Thanks to the supporters of Running Strong for American Indian Youth®, for the past two years we have been able to provide grant funding to our longtime partner, The Keya Foundation, for its Intergenerational Lakota History Children’s Book Project enabling children to illustrate stories as told to them by the Lakota Elders on the Cheyenne River Sioux Indian Reservation in South Dakota.
“The focus of the children’s book project is on the youth learning the cultural history and taking ownership in the illustration and creation of books that will preserve their own history,” explained Keya Foundation assistant director Tammy Granados.
The project first included bringing elders into the classroom to teach the history and provide the stories.
“The students themselves will be building a relationship with the elder’s community in hopes to create a stronger intergenerational relationship,” said Tammy, which will in turn increase and help distribute the knowledge of the elders and the Lakota language through the children’s books.

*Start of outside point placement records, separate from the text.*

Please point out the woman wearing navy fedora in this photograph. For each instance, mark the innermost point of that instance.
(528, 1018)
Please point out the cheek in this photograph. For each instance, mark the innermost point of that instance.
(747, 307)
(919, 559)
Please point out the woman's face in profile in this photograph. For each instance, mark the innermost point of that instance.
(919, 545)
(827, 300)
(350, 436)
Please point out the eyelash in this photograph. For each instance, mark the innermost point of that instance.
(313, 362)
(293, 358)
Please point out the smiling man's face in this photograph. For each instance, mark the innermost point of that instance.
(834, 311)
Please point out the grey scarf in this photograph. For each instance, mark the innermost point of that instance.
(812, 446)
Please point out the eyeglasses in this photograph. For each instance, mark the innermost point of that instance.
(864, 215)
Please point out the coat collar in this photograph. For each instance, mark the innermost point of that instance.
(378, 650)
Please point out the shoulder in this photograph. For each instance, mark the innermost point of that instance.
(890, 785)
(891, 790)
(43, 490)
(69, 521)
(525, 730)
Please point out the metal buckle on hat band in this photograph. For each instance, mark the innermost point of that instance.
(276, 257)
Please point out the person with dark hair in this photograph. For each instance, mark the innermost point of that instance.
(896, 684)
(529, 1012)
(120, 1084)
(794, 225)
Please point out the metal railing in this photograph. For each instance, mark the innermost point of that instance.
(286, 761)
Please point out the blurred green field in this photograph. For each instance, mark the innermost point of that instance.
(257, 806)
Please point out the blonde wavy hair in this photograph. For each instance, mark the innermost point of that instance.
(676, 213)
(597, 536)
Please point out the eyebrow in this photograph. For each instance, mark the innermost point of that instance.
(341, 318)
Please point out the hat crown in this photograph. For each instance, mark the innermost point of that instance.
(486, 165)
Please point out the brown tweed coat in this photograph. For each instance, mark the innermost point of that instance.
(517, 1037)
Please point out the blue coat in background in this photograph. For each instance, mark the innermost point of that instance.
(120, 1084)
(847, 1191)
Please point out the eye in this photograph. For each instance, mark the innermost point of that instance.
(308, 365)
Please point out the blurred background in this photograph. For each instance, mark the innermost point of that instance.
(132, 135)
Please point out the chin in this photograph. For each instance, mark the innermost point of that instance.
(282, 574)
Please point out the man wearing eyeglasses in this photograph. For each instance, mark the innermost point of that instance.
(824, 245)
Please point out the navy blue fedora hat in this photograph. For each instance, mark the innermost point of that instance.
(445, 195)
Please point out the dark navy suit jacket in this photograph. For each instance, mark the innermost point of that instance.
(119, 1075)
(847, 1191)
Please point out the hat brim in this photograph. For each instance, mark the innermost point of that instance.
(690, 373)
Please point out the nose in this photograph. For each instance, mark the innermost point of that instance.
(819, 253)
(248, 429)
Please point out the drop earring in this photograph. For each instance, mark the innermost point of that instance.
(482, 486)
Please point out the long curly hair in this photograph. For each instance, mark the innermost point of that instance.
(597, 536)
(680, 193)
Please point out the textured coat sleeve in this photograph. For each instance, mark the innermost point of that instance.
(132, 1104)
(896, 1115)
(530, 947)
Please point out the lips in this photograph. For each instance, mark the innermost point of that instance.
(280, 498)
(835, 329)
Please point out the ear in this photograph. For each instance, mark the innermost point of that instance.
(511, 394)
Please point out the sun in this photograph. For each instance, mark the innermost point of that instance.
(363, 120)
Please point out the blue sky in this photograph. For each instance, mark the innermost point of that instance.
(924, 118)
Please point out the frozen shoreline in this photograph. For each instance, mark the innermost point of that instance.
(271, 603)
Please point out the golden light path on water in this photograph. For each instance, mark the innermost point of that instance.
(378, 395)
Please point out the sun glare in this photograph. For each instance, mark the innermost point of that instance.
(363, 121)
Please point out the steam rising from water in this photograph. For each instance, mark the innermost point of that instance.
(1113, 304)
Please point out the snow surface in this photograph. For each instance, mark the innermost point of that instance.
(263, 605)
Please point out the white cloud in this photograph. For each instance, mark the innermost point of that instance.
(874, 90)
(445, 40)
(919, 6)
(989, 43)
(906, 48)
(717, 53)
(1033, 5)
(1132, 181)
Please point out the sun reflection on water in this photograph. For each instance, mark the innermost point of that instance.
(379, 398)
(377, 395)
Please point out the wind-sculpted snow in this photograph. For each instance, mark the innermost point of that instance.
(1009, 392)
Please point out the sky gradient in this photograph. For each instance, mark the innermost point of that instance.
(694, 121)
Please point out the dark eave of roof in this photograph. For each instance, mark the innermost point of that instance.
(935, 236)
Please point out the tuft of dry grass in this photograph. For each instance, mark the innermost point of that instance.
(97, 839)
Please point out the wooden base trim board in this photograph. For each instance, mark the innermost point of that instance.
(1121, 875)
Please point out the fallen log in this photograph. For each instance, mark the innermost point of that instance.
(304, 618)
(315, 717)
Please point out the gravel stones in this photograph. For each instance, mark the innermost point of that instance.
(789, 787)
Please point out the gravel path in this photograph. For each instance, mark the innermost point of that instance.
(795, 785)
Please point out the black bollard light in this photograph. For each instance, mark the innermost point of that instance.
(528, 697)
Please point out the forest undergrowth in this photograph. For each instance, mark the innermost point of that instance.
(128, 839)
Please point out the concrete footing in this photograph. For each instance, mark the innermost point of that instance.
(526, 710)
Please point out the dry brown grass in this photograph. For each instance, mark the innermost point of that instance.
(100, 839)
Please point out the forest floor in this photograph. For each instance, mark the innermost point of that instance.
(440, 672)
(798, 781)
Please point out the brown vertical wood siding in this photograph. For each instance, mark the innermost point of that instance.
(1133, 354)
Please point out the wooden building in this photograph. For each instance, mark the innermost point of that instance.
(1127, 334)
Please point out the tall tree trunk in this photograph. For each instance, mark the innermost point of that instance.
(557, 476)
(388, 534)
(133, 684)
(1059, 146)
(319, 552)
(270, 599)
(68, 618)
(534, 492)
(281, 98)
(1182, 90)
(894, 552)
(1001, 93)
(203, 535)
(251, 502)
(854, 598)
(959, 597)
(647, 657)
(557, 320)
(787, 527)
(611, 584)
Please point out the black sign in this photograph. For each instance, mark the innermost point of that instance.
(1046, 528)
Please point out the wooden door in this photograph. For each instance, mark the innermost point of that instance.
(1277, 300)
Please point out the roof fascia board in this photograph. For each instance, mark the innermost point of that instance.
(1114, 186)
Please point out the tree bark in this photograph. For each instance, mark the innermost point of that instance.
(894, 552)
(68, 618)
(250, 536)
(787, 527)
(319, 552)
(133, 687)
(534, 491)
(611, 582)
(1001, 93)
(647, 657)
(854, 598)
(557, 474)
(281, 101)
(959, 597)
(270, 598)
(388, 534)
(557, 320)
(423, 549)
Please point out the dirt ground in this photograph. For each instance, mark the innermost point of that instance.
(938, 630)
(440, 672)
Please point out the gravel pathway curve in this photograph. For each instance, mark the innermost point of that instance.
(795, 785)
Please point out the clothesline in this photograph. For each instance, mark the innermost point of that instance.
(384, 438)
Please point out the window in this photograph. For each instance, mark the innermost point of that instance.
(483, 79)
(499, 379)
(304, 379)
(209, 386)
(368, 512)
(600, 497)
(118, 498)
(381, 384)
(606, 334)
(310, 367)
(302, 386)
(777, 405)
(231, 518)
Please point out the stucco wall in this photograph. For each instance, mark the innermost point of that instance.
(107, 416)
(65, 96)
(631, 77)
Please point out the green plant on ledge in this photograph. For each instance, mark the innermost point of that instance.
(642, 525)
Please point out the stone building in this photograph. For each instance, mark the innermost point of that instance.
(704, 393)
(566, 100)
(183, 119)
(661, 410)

In addition, “It will leverage the current successes of the arts courses in the Cheyenne River Sioux Tribe schools and create a stronger sense of self for the students illustrating and reading the books,” she said.
As of August, five of the planned eight books have been completed – “Three Hunters and a Bear,” “Seven Lakota Values,” “Morning Star,” “Thipi Teachings,” and “Kheya” – which have all been printed and distributed to local schools, as well as schools throughout South Dakota.
At present, the other three – “A Mother’s Love,” “Little Prairie School,” and the Lakota Alphabet – are in the editing process.
And as Tammy expected, the project has had a profound impact on both the children and the elders alike.
“I learned a lot about the Kheya (turtle),” said 8-year-old Mahpiya. “That is my favorite my book.
“I learned Lakota words, and with the words next to it in English, I was able to understand what that word means in Lakota and English. So, it taught me Lakota.
“I learned about why I have a beaded turtle and that when I’m grown up and prove that I am ready, I will be given my turtle back when I am an adult.”
Blaine, a Cheyenne River Sioux Tribe elder, stressed the importance of education to the children.
“Education is one of the most important things you get to do in your life and to survive.
“It takes a lot of years to get the education. But once you have it, you always have it. It is important that we pass on what we know.”
And that is true particularly of the culture, said Blaine who even though he is an enrolled member of the tribe, he never learned to speak the language.
“I understand some of it,” he says, “but we were never taught it. There was nobody in my family to teach it.”
Tammy notes that oral storytelling is a vital piece of Oceti Sakowin (the Seven Council Fires) history.
“Traditionally, our ancestors passed down through stories that taught us about morals, history, life-skills and milestones,” she said. “Much of this was lost. The Children’s Book Project helps us take the stories and knowledge of our local elders, as it pertains to our local people here on Cheyenne River, and write those stories down so that they can continue to be passed down in the new world that we walk in.